Coming back from the long weekend, major equity indexes in the United States opened the day in the negative territory and continued to push lower as the latest headlines surrounding the U.S. – China trade conflict weighed on the market sentiment that was already sour at the opening bell.
Yesterday’s data from China, which showed that the economy expanded by its slowest pace in nearly 30 years in 2018, caused investors to stay away from risk-sensitive assets since the start of the week. Furthermore, the record-long U.S. government shutdown at its 32nd day escalates fears over the potential negative impacts on the U.S. economy. In fact, the CBOE Volatility Index, Wall Street’s fear gauge, is up nearly 18% on the day to reflect the dismal mood.
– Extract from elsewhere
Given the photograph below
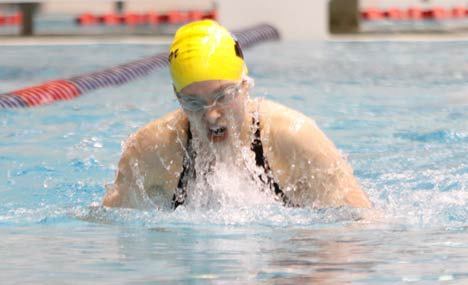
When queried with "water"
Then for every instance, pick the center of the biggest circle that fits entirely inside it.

Earlier in the day, several news outlets reported that the Trump administration has cancelled a high-level meeting with Chinese officials that was scheduled to take place at the end of the month amid a disagreement regarding technology transfer to Chinese companies. The trade-sensitive S&P 500 Industrials Index reacted negatively to this development and was last seen losing 2.3% on the day. Additionally, the S&P 500 Communication Services and the S&P 500 Technology indexes, which are sensitive to changes in the risk perception, were erasing 2.27% and 2.08%, respectively.
As of writing, the Dow Jones Industrial Average was down 1.53% on the day, the S&P 500 was dropping 1.7%, and the tech-heavy Nasdaq Composite was losing 2.3%.